Picture is: 'Paradise Sunset'
Artist is: Diane Romanello
art print from allposters.co.uk


The Real Housewives of Paradise Beach

“The chairs are from Georgio’s, you know-
frightfully expensive but just right.
They help block anyone who might think
of coming up the path to our patio.
We had Adzio’s do the patio, you know.”

“I know. Don’t you just hate it--
that the beach is free, and all?
I love the pricey chairs though.
You’ll need side tables or something
for drinks and all, won’t you?”

“Too much bother, Dear,
and we never leave the patio--
drags sand in you know.
We’re only down for July anyway.
Isn’t the sunset pretty, and all?”

“Gracious it had better be!
It was so expensive and all, you know?”
© 2008 by E.D. Ridgell

Creative
                        Commons License


__________________________________________________________

I Can Remember a Kind of Silence

If I think hard enough and long enough
I can remember a kind of silence,
when nothing unnatural interrupted the ear:
the break of small waves on the beach of Point Lookout;
the rustle of the tobacco leaves outside the propped up window;
the eagle’s call atop Old Rag Mountain;
woodland walks with no where particular to go
accompanied by noises so natural
the walk was mistaken for some silent retreat.
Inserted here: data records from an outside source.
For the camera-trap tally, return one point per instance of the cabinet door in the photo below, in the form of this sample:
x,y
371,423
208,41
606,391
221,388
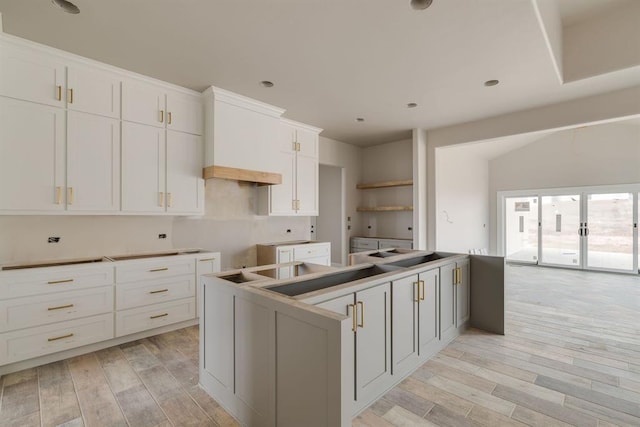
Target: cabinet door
x,y
307,185
404,349
428,313
185,186
143,168
32,153
92,90
93,162
281,197
185,113
463,293
373,344
447,302
32,76
143,103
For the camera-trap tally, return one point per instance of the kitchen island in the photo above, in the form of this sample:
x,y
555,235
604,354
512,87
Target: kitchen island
x,y
318,348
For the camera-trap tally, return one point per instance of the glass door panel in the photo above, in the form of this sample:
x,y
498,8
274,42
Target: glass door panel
x,y
560,241
521,218
609,231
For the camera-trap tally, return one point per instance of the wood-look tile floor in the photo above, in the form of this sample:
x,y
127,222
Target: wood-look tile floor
x,y
570,356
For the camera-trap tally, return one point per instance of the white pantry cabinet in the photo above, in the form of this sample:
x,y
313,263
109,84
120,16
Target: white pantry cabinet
x,y
297,160
32,156
154,105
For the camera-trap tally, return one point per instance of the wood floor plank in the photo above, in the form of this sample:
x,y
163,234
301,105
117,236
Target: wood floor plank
x,y
401,417
487,400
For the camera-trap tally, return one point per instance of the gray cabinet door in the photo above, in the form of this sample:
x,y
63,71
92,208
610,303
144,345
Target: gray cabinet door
x,y
447,302
404,350
463,293
373,344
428,312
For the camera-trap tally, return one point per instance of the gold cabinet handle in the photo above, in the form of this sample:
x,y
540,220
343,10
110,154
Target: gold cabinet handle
x,y
58,195
55,282
158,315
354,326
60,338
60,307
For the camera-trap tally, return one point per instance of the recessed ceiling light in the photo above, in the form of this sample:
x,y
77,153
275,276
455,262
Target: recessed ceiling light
x,y
421,4
67,6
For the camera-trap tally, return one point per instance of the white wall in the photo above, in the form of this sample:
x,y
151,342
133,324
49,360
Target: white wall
x,y
23,239
462,200
388,162
329,222
596,155
230,224
349,157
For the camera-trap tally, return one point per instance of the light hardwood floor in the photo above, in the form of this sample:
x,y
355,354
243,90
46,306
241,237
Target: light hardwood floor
x,y
571,356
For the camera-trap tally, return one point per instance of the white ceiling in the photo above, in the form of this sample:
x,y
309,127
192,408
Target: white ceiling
x,y
334,60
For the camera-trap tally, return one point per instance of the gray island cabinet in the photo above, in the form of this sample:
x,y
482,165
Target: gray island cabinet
x,y
318,348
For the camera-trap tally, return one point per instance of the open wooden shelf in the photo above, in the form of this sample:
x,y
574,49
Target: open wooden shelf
x,y
384,208
385,184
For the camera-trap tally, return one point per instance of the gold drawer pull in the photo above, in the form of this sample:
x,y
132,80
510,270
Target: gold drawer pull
x,y
55,282
159,315
60,307
60,338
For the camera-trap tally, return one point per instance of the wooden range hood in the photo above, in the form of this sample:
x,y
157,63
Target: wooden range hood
x,y
259,177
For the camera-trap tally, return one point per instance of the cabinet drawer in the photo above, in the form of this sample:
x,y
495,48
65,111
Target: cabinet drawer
x,y
364,244
154,316
38,310
136,294
34,342
156,269
395,243
310,251
39,281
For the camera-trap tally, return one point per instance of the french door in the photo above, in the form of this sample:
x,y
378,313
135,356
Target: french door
x,y
594,230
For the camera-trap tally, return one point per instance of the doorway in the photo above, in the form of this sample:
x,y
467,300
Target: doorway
x,y
590,228
329,225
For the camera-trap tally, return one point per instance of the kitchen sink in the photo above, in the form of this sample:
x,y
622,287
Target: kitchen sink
x,y
410,262
311,285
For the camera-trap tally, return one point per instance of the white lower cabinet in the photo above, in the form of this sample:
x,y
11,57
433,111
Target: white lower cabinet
x,y
370,310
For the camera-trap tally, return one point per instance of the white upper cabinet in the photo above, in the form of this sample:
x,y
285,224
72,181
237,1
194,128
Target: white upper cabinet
x,y
32,157
185,188
154,105
143,168
185,114
143,103
32,75
297,160
92,90
93,162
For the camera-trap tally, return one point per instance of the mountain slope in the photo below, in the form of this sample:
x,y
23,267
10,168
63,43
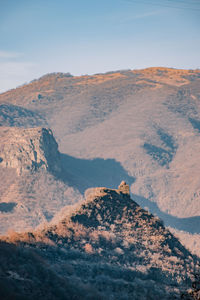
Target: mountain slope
x,y
146,121
30,169
106,247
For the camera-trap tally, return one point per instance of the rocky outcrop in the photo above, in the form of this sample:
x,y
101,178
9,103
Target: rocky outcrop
x,y
124,188
27,150
106,247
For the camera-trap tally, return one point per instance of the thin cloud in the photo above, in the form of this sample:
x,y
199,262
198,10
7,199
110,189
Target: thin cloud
x,y
9,54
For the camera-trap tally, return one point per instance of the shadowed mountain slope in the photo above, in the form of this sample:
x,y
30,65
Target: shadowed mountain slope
x,y
106,247
31,191
147,121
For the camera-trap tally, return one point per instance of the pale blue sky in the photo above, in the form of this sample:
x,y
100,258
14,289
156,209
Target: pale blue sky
x,y
87,37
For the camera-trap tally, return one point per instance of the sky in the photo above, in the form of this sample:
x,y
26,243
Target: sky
x,y
95,36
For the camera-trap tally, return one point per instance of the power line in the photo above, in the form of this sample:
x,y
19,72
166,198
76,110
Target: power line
x,y
164,5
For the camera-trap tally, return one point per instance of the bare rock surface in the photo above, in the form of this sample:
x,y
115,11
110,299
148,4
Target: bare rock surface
x,y
29,149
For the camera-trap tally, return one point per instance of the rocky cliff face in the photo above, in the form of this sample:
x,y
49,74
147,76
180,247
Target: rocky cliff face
x,y
29,150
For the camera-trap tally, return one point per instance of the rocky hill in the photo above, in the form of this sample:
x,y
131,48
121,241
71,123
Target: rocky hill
x,y
140,125
30,171
106,247
29,149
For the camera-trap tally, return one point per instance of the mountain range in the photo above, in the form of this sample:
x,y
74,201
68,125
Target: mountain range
x,y
141,126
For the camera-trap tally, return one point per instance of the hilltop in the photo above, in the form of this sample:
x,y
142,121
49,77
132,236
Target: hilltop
x,y
105,247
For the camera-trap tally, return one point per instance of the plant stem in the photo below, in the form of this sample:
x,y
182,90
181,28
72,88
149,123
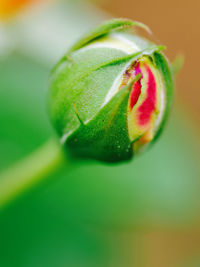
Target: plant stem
x,y
30,171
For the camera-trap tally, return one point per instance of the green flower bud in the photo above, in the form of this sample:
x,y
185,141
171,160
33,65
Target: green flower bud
x,y
111,93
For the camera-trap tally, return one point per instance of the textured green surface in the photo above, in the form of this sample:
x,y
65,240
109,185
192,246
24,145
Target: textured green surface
x,y
79,87
65,221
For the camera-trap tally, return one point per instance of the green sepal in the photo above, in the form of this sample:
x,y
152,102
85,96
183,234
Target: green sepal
x,y
105,28
84,84
165,70
105,137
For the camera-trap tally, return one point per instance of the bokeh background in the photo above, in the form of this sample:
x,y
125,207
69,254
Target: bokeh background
x,y
145,213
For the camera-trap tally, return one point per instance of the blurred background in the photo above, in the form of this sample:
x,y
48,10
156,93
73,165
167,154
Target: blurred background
x,y
145,213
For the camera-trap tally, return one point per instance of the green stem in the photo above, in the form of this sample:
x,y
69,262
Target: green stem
x,y
30,171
As the year’s went by I did not notice
the gradual creeping of unnatural noises
seeping into my consciousness. The heart beat
and blood pressure were rarely a concern in youth,
and I was hell bent on making the artificial noises
that surrounding me. I had not yet learned the
prudence of moderation or the consideration of solitude.

Wars came and went and came again.
Technology burst upon the world with the insistence of
“You’ve got mail!” Noise became more and more
artificially generated and I learned to multi-task it,
weave those elements in and out like the music mixer
in a noisy night club. My patience grew shorter and shorter
to match the allotted time I could give to any poem to read.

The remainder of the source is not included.